In 25 minutes Tuesday, Homeland Security Secretary Janet Napolitano gave the coda to her 4.5 years of work as the head of one of the newest and most sprawling federal agencies.
The department has learned many lessons in her time, Napolitano said — responding to issues ranging from the H1N1 virus, to the Deepwater Horizon oil spill, to drug cartel violence, to terrorist plots and natural disasters. Her agency — just a decade old and composed of 240,000-plus people spanning 22 disparate agencies — has been criticized from the left for its record deportation levels and from the right for allowing immigrants brought to the United States as children to apply for provisional legal status.
In all instances, DHS — and the country — are better off for the decisions it’s made, she said.
“In a world of evolving threats, the key to our success is the ability to be flexible and agile, and adapt to changing circumstances on the ground — whether that is across the globe, or here at home,” she said. “I believe we are seeing that approach bear fruit in a profound, positive way.”
But evolving threats mean new challenges lie ahead for Napolitano’s yet-to-be-named successor (Napolitano’s last day is Sept. 6, after which she will become president of the University of California system). An Internet-connected world will eventually bring a “major cyber event that will have a serious effect on our lives,” she said. Climate change foretells a more “severe nature” and more “weather-related events.”
“You will need a large bottle of Advil,” Napolitano said in her “open letter” to her successor.
But Napolitano mainly focused on the positive throughout her speech, addressing criticisms of the agency during her tenure.
The country is better equipped to handle terrorist attacks, she said. Law enforcement’s response to the Boston Marathon bombings earlier this year — the one major terrorist attack during Napolitano’s time — represented years of preparation and lessons learned.
“The well-timed and coordinated emergency response that immediately followed the marathon attack was not accidental,” she said. “It was the product of years of planning, training and investment in building state and local capacity.”

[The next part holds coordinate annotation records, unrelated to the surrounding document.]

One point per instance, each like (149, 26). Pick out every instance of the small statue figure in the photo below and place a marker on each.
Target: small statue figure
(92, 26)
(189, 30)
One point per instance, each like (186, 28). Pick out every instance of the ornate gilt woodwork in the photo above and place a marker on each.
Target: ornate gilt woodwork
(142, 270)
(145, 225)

The department had run 12 training exercises with Boston police, including one last November simulating such a scenario. DHS helped create the Medical Intelligence Center, which helped hospitals share information about victims — three dead and 260 total injured — the day of the attack. And the department’s “If You See Something, Say Something” campaign encouraged citizens to turn in video that helped identify the suspects.
“This terrible tragedy could have been far worse,” she said.
Napolitano was also at the helm during two other foiled terrorist plots. A man attempted to set off an underwear bomb on a flight headed for Detroit in 2009, and an al-Qaida cell tried to hide explosives in printer cartridges headed to the U.S. in a cargo plane in 2010.
She drew criticism after the 2010 incident for saying “the system worked,” and later apologized. Tuesday, Napolitano discussed changes made to “the system” after these incidents. Cargo-scanning procedures have changed, information on airline passengers is now more available at overseas airports and 190 countries have signed an agreement to improve aviation security.
At home, the country has been ravaged by historic natural disasters in recent years, Napolitano admitted. Hurricane Sandy alone destroyed 650,000 homes, causing $50 billion in damages across 24 states and taking 70 lives. But DHS brought a new approach to this and other natural disasters such as Hurricane Irene and tornadoes in Joplin, Mo., Tuscaloosa, Ala., and Moore, Okla.
When Sandy hit in October 2012, “we had a plan, we had people in place, and we had resources at the ready,” she said. The president pre-declared emergency status in 12 states, opening up federal funds; FEMA moved into place ahead of time; and the DHS Surge Capacity Force, a new volunteer corps of DHS employees, was deployed.
“The collective response to Sandy reflects an emergency management system that is swift, flexible, adaptable and united,” Napolitano said. “And it has made all the difference in our ability to speed resources to impacted areas, identify survivor needs and help communities recover and rebuild.”
Along the country’s southern border, Napolitano defended the decision to invest “historic resources” in border security, pointing to the near-40-year-low in illegal crossings. She called the decision to prioritize deportation of criminals “common sense” and did not back down from the fact that “last year, we removed more serious criminals from the United States than any time in our history,” she said.
Within U.S. borders, the decision to grant two-year provisional legal status to immigrants brought over illegally as young children has allowed 430,000 young people to “continue to contribute to the country they call home,” she said.
But Napolitano did call on Congress for its assistance. Provisional legal status is “no substitute for comprehensive immigration reform, which is the only way to face the longstanding problems with our immigration system.”
With that, Napolitano turned to her faceless successor.
“Some have said that being the secretary of DHS is the most thankless job in Washington. That’s not true,” she said. “No doubt, it is a very big and complex job. It is literally a 24/7 job. Yet, as my successor will soon learn, it is also one of the most rewarding jobs there is. What you do here matters to the lives of people all across our great nation, and your decisions affect them in direct, tangible ways.”
Then Napolitano quickly wrapped up her speech, gave a minibow and small wave to the standing audience, shook one hand and walked off, leaving only her legacy behind.